You have lost perspective. Maybe due to the trauma of losing your partner suddenly, maybe due to other MH issues but you really need to trust the judgement of SS as you don't seem to be in a position to make sensible choices yourself. You are vulnerable, he has history of harrassment and is unable to cope with your MH. Do you really think now is a good time to bring him into your DC lives? Please listen to others. If you don't comply with their advice you could lose your DC. Where do they feature in your priorities, can you really safeguard their welfare while seeing this man, are they not already emotionally vulnerable having lost their father(?) and your issues less than a year ago? Put them first and ask for support with your own MH, self esteem and confidence issues.

BitOutOfPractice · 17/11/2015 07:16

What a desperately sad and worrying thread. I suspect the op will not listen because we are not saying what she wants to hear

Offred · 17/11/2015 07:17

when he went to court for his child cafcass and the court deemed the perpetrators course unnecessary as he wasnt violent,

He hasn't got a criminal conviction for abusing his child. Unfortunately courts are known to be poor in recognising the link between abuse of the parent and subsequent abuse of children. They didn't orders perpetrator course because he doesn't have a history of child abuse. They want one now because he does have a history of abusing women.

Lweji · 17/11/2015 07:25

Your children have already lost one parent.
Do you want them to lose the other too?

7 months for a relationship is nothing, even if you knew him before, and the police has already been called on you. Did your children witness it? Who called the police and why? People don't call the police for shouting (even trigger happy MNetters).

lougle · 17/11/2015 07:32

Your 'partner' is not a good man. How can I be so sure?
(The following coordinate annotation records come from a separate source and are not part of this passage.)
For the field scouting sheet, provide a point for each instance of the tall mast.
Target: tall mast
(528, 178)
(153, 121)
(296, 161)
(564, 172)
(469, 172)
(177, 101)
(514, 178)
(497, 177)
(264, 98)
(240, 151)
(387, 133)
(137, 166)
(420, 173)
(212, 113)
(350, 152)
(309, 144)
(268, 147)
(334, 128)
Because a good man would hear the message from SS and be so concerned for your happiness and wellbeing that he would walk away. He would tell you that you needed to concentrate on the children.

You need to concentrate on your children.

iwannadancewithsomebody · 17/11/2015 07:32

If your partner is the decent man you claim him to be, why isn't he taking a step back and encouraging you to do what's best for your children?